NHL may progress slowly (low-grade lymphoma) or quickly (high-grade lymphoma). Low-grade lymphomas typically develop over several years. High-grade lymphomas develop more quickly, but they also tend to respond better to treatment. When a high-grade lymphoma doesn’t respond to treatment, disease progression tends to be quite rapid.

NHL is usually found in parts of the body's lymphatic system, such as the lymph nodes. It also can be found in the blood and bone marrow, and at times in the brain, chest, abdomen or other areas. The primary tumor may spread to other places in the body. The location of the primary tumor and of any metastases determines many of the possible symptoms. In general, the body organs or systems that have a tumor eventually fail to function properly. For example, someone with a tumor in a lymph node in the neck may eventually have a very visible lump on the neck that can interfere with breathing or swallowing. Someone with NHL in the brain eventually shows changes in mental processes. Someone with NHL in the chest may have trouble with breathing or circulation.

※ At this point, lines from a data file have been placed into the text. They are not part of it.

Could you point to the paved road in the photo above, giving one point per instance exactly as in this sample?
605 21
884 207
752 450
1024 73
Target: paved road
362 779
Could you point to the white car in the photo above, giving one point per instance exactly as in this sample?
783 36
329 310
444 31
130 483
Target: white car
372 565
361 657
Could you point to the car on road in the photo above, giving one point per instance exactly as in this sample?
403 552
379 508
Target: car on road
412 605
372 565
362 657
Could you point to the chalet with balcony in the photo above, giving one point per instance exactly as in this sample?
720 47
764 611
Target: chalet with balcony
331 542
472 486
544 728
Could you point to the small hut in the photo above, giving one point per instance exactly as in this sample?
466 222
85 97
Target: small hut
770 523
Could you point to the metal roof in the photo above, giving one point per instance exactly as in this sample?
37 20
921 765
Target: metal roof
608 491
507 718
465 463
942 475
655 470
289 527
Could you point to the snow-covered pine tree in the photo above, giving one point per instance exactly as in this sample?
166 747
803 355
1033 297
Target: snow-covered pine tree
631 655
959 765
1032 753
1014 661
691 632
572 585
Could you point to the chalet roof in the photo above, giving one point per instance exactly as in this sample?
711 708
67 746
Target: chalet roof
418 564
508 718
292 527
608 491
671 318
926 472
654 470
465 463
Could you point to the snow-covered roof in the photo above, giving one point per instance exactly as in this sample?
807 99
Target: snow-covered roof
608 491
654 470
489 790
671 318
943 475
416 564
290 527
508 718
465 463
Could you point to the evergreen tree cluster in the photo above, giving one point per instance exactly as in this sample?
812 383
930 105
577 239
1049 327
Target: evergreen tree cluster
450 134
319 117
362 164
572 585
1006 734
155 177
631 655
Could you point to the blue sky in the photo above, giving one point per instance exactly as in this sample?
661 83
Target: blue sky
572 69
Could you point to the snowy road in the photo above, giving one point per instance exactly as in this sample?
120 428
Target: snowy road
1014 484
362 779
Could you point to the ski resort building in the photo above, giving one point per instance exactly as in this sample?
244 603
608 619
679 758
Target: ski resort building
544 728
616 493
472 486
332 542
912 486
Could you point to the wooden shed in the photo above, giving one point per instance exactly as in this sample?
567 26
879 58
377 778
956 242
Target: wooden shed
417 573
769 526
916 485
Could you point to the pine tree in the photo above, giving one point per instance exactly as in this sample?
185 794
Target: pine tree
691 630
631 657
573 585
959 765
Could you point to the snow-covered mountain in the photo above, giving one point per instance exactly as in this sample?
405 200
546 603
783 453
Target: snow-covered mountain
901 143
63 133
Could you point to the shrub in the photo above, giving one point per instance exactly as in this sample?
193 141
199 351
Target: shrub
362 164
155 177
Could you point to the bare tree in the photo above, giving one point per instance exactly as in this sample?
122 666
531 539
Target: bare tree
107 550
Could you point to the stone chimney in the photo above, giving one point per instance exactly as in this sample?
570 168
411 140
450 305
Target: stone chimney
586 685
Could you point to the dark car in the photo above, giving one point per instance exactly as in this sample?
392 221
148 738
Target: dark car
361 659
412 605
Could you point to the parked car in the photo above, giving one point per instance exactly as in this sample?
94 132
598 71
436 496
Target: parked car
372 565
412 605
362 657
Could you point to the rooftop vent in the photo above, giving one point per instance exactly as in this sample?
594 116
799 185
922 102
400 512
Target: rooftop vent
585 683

The type of treatment given to someone with NHL may also affect what someone experiences. Chemotherapy, radiation therapy, bone marrow or stem cell transplants are among the most common treatment options, depending on the disease. Each of these treatments may produce ongoing symptoms.

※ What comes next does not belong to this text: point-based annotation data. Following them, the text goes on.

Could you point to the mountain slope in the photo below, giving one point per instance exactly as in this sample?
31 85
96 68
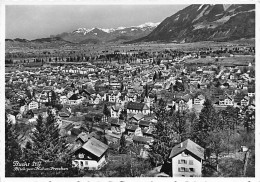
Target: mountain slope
206 22
83 35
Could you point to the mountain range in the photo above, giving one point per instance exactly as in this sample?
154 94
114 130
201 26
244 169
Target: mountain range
98 35
206 22
197 22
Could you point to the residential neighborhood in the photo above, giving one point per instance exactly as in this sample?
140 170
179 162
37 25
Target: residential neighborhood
170 99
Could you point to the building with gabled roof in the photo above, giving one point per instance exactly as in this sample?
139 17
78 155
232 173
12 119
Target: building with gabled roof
90 155
186 159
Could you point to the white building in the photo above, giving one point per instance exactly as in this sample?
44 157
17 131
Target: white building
187 159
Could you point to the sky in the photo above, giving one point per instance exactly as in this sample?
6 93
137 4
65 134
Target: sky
38 21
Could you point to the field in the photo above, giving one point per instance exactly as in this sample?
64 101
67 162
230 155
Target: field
111 47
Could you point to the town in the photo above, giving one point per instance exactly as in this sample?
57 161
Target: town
132 112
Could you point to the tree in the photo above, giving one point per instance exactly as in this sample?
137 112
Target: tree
207 122
179 124
13 151
106 111
49 149
123 148
164 136
154 76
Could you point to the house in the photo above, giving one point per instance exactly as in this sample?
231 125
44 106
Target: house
251 92
135 107
245 101
137 118
33 105
182 103
186 159
226 101
90 155
118 126
130 97
199 100
63 99
75 99
113 96
115 111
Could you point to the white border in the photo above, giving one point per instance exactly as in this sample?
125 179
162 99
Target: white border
125 2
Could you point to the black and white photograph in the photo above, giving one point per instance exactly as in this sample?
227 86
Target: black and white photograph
130 90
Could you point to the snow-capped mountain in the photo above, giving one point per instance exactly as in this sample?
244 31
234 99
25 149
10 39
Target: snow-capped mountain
83 35
206 22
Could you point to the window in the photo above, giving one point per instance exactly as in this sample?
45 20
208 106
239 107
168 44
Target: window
181 169
191 169
190 162
184 154
182 161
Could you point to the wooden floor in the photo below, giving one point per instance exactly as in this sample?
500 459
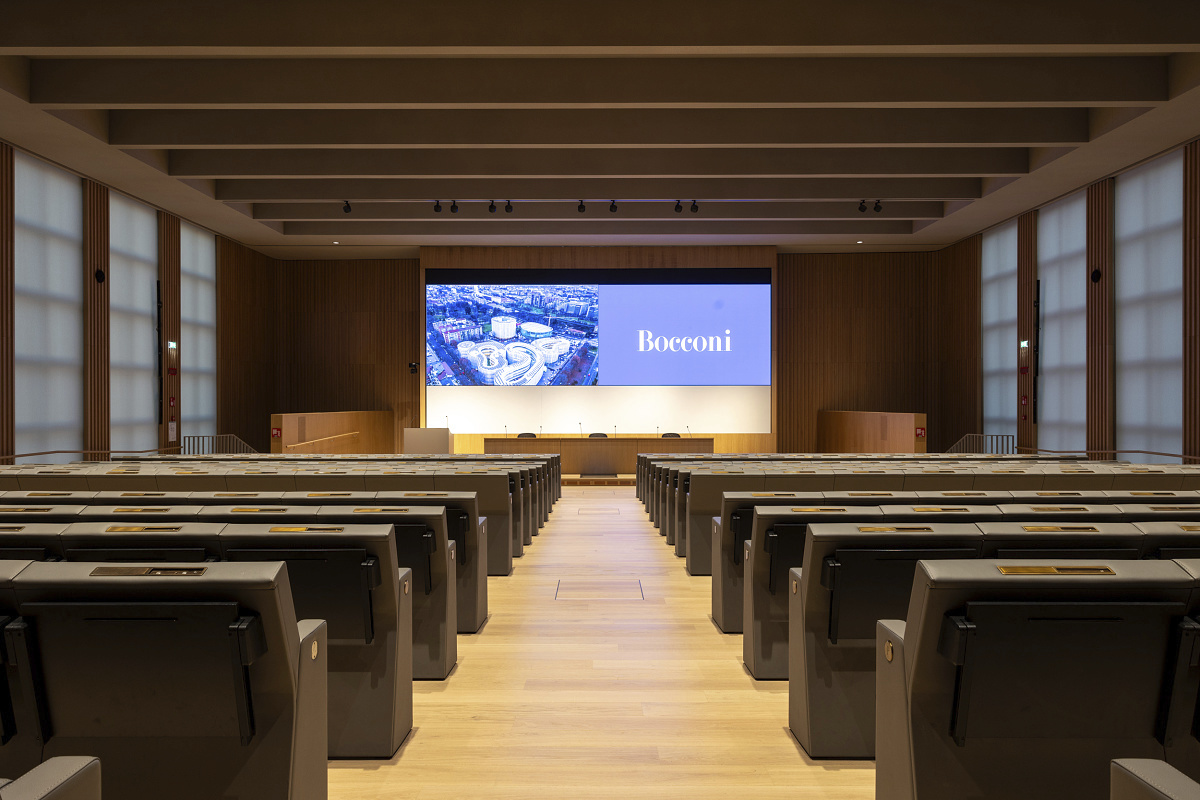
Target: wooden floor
600 692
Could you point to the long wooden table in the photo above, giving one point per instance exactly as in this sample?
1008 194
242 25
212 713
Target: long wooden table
587 456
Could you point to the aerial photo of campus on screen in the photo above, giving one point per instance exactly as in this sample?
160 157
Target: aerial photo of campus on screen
511 335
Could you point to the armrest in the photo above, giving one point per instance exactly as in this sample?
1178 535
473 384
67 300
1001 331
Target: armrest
1146 779
310 749
66 777
893 745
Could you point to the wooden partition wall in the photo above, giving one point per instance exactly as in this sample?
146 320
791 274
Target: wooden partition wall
316 336
879 332
334 432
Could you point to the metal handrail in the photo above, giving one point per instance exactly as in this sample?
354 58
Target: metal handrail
985 443
215 444
1183 458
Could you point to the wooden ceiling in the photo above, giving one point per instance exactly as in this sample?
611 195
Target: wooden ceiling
779 119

While these and other variables play a role in what happens with NHL, people generally experience these symptoms as the disease advances:

  • Pain
    The tumor or the metastases can create pressure or an obstruction in an area, which produces pain. Pain medications are used to control the pain and keep the person comfortable.
  • Infections
    Infections may be common if the immune system is not working well.
  • Bleeding or anemia and related fatigue
    These symptoms may occur if the disease is in the bone marrow. They are treated with blood and platelet transfusions. In late stages of the illness, a patient may become exhausted by the effort to have the necessary blood tests and transfusions. As well, eventually the transfusions will not have the desired effect. At that point the patient and the health care team need to decide whether they will decrease or stop the transfusions.

Someone with NHL may experience symptoms that are common to most cancers generally, which affect energy, strength, appetite, breathing and responsiveness.

The changes can be gradual, but crises can develop. People with NHL most often die from infections, bleeding or organ failure resulting from metastases. A serious infection or sudden bleeding can quickly lead to death, even if someone doesn’t appear very ill. For this reason, the end stages of life for people with NHL are harder to predict than for people with other cancers.